3.2.3. Skip-Connection Fusion Module

While the pixel-wise cross-entropy loss focuses on independent predictions at each pixel, the SCF module dynamically fuses features from RGB and depth branches through skip-connections at multiple network layers. These skip-connections allow information flow across network layers, preserving spatial and contextual details essential for segmentation.

The SCF module incorporates learnable parameters to optimally weight and combine features from the RGB and depth modalities. This dynamic fusion mechanism ensures that the model effectively captures texture and geometric cues, enhancing segmentation accuracy for complex classes such as elevator frames and interiors. For instance, depth features aid in delineating architectural boundaries, while RGB features provide critical textural information.

Integrated with PSPNet, the SCF module significantly improves segmentation results, particularly in challenging scenarios where ambiguous boundaries or low contrast are prevalent. Future work may involve post-processing techniques such as conditional random fields (CRFs) to further enhance spatial coherence and boundary refinement.

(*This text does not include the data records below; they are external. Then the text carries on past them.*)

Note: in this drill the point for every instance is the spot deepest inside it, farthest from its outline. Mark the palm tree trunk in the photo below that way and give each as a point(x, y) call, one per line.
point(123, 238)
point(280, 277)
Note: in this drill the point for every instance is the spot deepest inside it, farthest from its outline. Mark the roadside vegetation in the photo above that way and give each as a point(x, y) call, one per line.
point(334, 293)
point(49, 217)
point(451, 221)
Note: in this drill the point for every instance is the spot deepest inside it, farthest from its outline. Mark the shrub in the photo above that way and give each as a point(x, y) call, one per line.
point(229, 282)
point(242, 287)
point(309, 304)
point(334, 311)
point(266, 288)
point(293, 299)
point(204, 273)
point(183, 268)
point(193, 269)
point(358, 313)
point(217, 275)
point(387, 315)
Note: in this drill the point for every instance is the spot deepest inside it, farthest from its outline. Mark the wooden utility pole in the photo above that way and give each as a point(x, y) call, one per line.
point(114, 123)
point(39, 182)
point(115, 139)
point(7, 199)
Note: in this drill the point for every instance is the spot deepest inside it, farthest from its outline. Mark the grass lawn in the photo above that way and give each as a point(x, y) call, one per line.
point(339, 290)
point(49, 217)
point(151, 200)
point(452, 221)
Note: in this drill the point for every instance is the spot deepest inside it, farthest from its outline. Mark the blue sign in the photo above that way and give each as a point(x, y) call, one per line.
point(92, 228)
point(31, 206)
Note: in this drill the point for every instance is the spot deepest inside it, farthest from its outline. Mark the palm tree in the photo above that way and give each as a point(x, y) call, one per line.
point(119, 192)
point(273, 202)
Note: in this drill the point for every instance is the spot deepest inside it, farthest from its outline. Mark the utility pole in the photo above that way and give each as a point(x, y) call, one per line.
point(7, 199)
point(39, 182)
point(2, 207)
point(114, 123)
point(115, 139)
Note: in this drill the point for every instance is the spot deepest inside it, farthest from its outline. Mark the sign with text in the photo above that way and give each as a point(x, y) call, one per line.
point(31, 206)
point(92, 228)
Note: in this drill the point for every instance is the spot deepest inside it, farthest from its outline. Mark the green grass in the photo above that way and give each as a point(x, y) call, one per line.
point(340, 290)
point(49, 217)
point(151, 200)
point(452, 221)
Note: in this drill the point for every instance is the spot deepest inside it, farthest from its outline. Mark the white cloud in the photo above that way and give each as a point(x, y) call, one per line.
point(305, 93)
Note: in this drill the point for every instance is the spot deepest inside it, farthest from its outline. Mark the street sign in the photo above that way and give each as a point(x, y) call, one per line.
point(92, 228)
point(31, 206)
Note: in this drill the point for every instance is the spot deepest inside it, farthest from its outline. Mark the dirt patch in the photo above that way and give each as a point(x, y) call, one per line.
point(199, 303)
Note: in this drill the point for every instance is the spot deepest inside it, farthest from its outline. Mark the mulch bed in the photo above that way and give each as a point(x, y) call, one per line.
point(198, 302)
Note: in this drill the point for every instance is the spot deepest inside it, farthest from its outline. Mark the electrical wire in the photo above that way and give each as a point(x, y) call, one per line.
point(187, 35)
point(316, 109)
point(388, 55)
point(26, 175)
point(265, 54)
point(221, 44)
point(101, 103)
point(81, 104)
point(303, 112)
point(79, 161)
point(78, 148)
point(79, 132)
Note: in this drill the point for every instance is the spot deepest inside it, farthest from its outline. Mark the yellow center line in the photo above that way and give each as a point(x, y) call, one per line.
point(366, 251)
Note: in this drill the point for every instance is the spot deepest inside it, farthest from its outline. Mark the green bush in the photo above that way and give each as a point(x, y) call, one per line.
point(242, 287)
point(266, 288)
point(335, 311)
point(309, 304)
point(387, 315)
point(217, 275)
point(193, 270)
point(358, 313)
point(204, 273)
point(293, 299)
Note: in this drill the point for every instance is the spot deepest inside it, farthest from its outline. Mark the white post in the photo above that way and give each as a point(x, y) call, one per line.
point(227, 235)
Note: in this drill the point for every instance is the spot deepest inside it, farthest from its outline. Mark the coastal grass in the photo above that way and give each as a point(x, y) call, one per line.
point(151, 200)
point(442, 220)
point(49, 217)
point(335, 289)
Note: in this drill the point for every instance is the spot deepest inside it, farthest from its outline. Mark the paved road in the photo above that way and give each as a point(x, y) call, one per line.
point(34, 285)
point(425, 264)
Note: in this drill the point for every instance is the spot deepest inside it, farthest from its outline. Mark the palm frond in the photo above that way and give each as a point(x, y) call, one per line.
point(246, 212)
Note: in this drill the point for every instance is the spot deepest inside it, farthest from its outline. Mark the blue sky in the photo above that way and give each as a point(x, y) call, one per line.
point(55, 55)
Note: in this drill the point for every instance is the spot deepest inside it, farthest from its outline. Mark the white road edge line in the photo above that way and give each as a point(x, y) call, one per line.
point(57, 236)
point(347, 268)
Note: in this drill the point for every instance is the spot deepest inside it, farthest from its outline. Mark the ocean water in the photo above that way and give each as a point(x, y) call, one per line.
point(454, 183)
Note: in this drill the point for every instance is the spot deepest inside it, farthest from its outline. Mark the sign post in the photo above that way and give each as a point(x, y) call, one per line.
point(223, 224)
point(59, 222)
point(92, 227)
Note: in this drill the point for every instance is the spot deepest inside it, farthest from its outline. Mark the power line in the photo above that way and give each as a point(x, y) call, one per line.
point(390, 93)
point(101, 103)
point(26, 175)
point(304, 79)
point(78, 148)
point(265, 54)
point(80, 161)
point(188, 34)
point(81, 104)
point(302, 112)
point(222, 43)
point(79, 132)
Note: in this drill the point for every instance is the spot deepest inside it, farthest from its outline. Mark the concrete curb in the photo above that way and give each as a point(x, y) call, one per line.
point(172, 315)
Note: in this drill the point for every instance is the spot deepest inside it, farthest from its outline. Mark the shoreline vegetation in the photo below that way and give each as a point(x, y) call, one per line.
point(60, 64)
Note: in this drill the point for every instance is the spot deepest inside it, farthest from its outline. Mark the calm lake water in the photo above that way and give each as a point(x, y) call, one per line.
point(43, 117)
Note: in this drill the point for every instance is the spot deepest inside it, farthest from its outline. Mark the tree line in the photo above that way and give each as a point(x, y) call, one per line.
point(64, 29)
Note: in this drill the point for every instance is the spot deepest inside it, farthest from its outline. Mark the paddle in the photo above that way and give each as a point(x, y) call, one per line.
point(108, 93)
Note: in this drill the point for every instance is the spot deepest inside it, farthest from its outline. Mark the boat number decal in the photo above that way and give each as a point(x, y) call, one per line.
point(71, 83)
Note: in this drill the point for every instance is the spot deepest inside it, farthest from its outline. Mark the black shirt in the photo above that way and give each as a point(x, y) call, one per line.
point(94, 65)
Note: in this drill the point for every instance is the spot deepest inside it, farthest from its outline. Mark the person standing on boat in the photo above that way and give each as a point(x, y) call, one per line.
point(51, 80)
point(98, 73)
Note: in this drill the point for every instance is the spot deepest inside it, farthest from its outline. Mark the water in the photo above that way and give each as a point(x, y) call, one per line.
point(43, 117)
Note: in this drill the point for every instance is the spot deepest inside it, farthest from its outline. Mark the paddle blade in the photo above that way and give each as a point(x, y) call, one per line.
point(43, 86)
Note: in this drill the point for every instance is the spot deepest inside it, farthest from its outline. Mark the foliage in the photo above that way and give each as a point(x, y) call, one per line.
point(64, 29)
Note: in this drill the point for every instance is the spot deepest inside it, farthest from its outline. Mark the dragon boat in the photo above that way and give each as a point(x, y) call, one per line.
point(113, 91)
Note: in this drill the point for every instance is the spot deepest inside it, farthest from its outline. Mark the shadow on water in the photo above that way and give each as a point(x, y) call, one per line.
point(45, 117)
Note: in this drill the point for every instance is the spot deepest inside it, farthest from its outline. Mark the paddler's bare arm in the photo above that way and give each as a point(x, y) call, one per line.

As illustrated in Figure 1, the proposed framework enhances semantic segmentation by effectively integrating depth and RGB features. Initially, feature extraction is performed separately on the RGB and depth images using independent backbone networks. These extracted features are then fused through the proposed Skip-Connection Fusion (SCF) module, which consists of an attention mechanism (dynamic weighting) to adaptively adjust the contribution of each modality and a skip-connection integration to retain fine-grained spatial details. The fused features, enriched with both global context and fine structural information, are subsequently fed into the decoder to generate the final segmentation map. This architecture is particularly effective in recognizing stairs and elevators, which often pose challenges due to occlusion, reflective surfaces, and varying lighting conditions. By leveraging multimodal information, the SCF module significantly improves segmentation accuracy and robustness in complex real-world scenarios.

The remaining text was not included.